All lncRNAs whose expression is decreased in DR and related contexts (Figure 1)—or for which contrasting results have been reported—are listed in Table 2, also including the main results discussed here.

4. The Deregulation of Small Nucleolar RNA Host Genes in Diabetic Retinopathy

An emerging class of lncRNA consists of the small nucleolar RNA host genes (SNHGs) that “host” small nucleolar RNAs (snoRNAs) in their introns. SnoRNAs are small RNAs of 60 to 300 bp located mainly in the nucleolus and primarily functioning as guide RNAs for post-transcriptional modifications of ribosomal and spliceosome RNAs [180] or involved in the post-transcriptional processing and maturation of ribosomal RNAs [181]. To date, 22 members of the SNHG family have been identified and involved in different cancer types, where they regulate cell proliferation, apoptosis, invasion, and migration [182]. Notably, five SNHGs have been reported as deregulated in DR, of which two have been described as upregulated and three as downregulated (Figure 1, Table 3).
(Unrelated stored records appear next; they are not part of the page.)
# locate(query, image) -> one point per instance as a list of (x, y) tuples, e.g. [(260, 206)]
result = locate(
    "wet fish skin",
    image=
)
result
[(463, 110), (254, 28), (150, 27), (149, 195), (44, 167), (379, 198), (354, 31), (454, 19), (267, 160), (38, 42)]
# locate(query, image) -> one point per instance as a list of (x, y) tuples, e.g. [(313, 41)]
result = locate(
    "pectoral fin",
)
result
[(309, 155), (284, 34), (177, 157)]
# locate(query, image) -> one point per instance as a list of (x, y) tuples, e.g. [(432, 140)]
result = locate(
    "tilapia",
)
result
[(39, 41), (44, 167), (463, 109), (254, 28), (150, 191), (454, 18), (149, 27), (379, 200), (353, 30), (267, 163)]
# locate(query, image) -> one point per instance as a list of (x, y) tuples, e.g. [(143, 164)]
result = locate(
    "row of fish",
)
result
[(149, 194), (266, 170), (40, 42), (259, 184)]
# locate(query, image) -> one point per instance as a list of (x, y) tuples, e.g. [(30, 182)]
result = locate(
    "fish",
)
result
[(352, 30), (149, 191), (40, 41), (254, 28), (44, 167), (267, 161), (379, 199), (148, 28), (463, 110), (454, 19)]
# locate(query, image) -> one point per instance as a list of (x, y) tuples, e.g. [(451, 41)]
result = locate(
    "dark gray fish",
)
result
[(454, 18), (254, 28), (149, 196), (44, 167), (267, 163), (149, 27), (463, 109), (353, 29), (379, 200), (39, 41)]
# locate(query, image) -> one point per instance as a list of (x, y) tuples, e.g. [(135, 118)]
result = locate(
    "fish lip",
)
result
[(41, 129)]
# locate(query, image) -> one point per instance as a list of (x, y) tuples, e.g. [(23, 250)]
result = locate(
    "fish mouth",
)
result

Particularly, the Small Nucleolar RNA Host Gene 1 (SNHG1) is located on chromosome 11q12.3 region and hosts SNORD31, SNORD28, SNORD29, SNORD26, SNORD27, SNORD30, SNORD22 and SNORD25 [183]. SNHG1 is upregulated in ARPE-19 exposed to HG conditions and its knockdown induces the reduction of vimentin, smooth muscle alpha-actin (α-SMA), IL-6 and IL-1β [184]. Moreover, SNHG1 can induce the expression of E-cadherin and zonula occludens-1 (ZO-1), inhibiting migration and proliferation, and promoting cell apoptosis [184].
Table
Table 3. Small nucleolar RNA host genes deregulated in diabetic retinopathy.
Table 3. Small nucleolar RNA host genes deregulated in diabetic retinopathy.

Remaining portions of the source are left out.